Diversi riti, simboli e benedizioni accompagnano la settimana di Sukkot, durante la quale un ruolo fondamentale è ricoperto dai pasti all’interno della capanna. I numerosi ebrei che ogni giorno si recano al Muro del pianto, o nelle varie sinagoghe della città, portano con sé le «quattro specie», vale a dire un cedro, un ramo di palma da dattero, uno di mirto e uno di salice. Secondo le prescrizioni della Torah, ciascuna delle quattro specie deve essere perfetta e completa in tutti gli aspetti: colore, misura, struttura e forma. Sicché, nei giorni antecedenti la festa, le strade del quartiere ultraortodosso di Mea She’arim si riempiono di banchetti nei quali ognuno, dopo un’attenta analisi, può comprare le piante che serviranno per le preghiere della settimana. Legati insieme, infatti, i rami delle quattro specie vengono agitati in tutte le direzioni – dopo una speciale benedizione -, a indicare i quattro punti cardinali e dunque l’onnipresenza di Dio.
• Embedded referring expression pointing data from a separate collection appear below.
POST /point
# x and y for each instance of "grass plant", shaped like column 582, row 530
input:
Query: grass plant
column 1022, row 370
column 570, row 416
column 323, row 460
Mentre i più religiosi seguono devotamente tutte le cerimonie e si trasferiscono nelle capanne per studiare, mangiare, e spesso anche dormire, i più laici reinterpretano a modo loro la tradizione. Capita così di vedere capanne decorate con lampade cinesi, e locali che trasformano i loro dehors estivi in sukkot. Tra i tavolini si sentono parlare tutte le lingue: sono moltissimi infatti gli ebrei giunti dagli Stati Uniti o dall’Europa per passare le festività di questo mese con i parenti nella Città Santa.